27. November 2023, 11:11 Uhr | Lesezeit: 7 Minuten
Trainieren nach Lust und Laune – kann das funktionieren, ohne dass man zu wenig trainiert oder im Gegenteil ins Übertraining gerät? Wir haben bei einem Personal Trainer nachgefragt, ob es so etwas wie ein „intuitives Training“ gibt. Die Antwort hat uns überrascht.
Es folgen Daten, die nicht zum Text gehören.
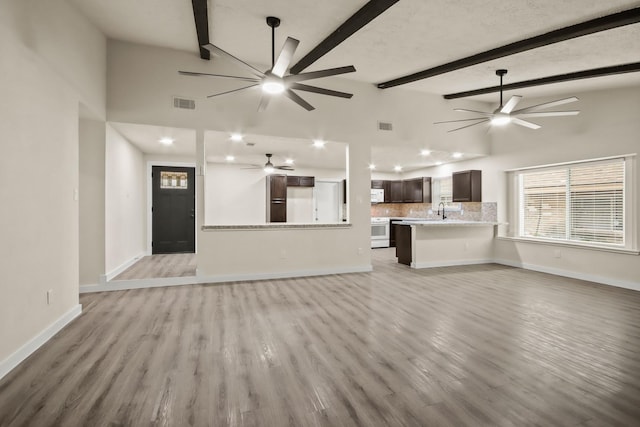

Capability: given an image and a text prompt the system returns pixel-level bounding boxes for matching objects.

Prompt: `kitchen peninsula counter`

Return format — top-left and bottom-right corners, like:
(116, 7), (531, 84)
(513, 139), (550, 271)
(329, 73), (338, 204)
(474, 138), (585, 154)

(395, 219), (500, 268)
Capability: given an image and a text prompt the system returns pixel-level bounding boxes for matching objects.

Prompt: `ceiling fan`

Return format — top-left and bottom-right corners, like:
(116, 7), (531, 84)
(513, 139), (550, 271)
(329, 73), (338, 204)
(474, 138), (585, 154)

(178, 16), (356, 111)
(243, 153), (295, 173)
(434, 69), (580, 132)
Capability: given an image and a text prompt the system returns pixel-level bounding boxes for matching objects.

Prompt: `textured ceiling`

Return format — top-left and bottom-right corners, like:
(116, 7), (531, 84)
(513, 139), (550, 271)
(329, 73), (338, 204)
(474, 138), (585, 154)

(69, 0), (640, 100)
(68, 0), (640, 171)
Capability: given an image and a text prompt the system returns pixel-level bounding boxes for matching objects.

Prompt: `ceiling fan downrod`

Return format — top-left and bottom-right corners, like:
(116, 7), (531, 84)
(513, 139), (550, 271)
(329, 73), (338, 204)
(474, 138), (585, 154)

(267, 16), (280, 68)
(496, 68), (507, 108)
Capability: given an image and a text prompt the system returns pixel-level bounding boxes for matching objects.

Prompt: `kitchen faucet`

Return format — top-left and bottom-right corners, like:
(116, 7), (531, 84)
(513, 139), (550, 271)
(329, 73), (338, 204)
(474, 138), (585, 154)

(438, 202), (447, 221)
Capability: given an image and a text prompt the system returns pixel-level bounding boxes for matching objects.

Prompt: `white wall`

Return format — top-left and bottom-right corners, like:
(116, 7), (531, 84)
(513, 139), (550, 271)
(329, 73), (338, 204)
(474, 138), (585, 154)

(105, 125), (146, 274)
(0, 0), (106, 368)
(79, 119), (106, 285)
(204, 163), (267, 225)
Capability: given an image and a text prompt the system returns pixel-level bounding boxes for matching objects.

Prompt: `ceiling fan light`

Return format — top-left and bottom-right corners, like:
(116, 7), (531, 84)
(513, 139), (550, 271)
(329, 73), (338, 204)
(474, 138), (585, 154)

(262, 79), (284, 95)
(263, 163), (275, 173)
(491, 115), (511, 126)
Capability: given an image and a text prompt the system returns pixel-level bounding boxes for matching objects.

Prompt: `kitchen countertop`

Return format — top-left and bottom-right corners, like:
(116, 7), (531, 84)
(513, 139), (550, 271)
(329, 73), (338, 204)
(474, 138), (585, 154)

(394, 219), (501, 227)
(202, 222), (351, 231)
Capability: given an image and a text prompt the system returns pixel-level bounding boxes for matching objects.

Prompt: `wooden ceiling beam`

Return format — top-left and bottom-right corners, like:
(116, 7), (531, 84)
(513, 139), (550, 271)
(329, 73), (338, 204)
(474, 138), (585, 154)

(292, 0), (399, 74)
(376, 7), (640, 89)
(443, 62), (640, 99)
(191, 0), (211, 59)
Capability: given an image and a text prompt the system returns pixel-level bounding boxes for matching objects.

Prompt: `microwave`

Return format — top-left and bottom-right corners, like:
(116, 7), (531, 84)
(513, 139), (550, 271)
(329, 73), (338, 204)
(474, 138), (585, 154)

(371, 188), (384, 203)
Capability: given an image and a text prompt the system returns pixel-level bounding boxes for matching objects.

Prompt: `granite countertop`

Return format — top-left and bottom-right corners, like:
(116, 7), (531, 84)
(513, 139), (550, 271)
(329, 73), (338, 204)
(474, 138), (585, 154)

(202, 222), (351, 231)
(395, 219), (501, 227)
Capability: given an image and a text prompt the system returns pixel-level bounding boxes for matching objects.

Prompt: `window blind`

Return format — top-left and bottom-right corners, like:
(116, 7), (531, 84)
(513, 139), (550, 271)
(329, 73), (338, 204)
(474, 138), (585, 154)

(519, 159), (625, 245)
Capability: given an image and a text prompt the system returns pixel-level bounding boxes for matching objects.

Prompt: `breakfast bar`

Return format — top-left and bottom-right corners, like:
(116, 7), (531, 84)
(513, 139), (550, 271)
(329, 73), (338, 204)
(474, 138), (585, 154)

(395, 219), (498, 268)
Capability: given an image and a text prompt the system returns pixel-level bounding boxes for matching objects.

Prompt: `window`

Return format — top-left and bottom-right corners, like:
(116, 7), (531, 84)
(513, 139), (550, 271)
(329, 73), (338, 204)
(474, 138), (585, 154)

(516, 158), (627, 248)
(431, 176), (461, 211)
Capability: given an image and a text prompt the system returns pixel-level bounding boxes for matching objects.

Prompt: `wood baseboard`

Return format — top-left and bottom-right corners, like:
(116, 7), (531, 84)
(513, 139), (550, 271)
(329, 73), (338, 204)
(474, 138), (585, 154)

(0, 304), (82, 379)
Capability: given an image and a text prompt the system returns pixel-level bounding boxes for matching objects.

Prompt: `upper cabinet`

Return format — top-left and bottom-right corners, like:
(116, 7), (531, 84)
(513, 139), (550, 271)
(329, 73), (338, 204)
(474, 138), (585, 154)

(371, 177), (431, 203)
(287, 175), (316, 187)
(384, 181), (404, 203)
(451, 170), (482, 202)
(402, 177), (431, 203)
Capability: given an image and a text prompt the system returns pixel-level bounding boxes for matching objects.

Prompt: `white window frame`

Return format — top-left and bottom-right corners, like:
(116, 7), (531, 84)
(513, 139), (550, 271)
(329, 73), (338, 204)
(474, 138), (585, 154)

(504, 154), (638, 254)
(431, 175), (462, 211)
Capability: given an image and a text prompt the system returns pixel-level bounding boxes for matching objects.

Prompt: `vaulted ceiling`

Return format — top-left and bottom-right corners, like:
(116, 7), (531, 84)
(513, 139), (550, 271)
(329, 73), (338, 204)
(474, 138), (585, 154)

(68, 0), (640, 171)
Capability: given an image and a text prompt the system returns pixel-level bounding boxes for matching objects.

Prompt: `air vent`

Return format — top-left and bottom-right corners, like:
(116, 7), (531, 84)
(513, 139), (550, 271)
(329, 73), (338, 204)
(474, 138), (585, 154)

(378, 122), (393, 130)
(173, 96), (196, 110)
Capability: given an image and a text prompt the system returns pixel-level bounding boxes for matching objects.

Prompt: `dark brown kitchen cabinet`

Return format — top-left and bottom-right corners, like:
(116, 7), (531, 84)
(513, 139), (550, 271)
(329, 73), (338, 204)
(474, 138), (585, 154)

(451, 170), (482, 202)
(267, 175), (287, 222)
(384, 181), (404, 203)
(287, 175), (316, 187)
(402, 177), (431, 203)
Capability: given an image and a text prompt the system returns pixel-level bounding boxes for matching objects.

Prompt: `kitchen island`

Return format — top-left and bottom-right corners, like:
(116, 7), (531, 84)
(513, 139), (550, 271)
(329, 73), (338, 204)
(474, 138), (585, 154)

(395, 219), (498, 268)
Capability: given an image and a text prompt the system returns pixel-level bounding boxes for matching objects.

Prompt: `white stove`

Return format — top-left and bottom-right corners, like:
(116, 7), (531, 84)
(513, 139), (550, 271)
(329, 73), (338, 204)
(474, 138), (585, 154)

(371, 217), (390, 248)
Hand auf den Bauch, äh, aufs Herz: wer von euch würde von sich behaupten, so etwas wie ein gutes „Bauchgefühl“ zu haben? Ich nicht. Weder bei simplen Fragen wie „Fahre ich dieses Wochenende nach Berlin, oder nicht?“ noch bei schwerwiegenderen Entscheidungen („Nehme ich den Job an, oder nicht?“) ist auf meine Intuition ernsthaft Verlass. Aus diesem Grund beziehe ich in der Regel meinen Verstand mit in Entscheidungsprozesse ein. Mit dieser Taktik stelle ich, so könnte man meinen, heutzutage eine Ausnahme dar, denn wo man auch hinschaut, scheint der Fokus ganz auf der „Intuition“ zu liegen. Vom intuitivem Essen bis zu Tipps, wie man die innere Stimme trainiert – überall scheint das Bauchgefühl ein Wörtchen mitreden zu dürfen. Seit Neuestem sogar beim Training. Hier gibt das Bauchgefühl im „intuitiven Training“ den Takt an. Doch wie funktioniert das eigentlich?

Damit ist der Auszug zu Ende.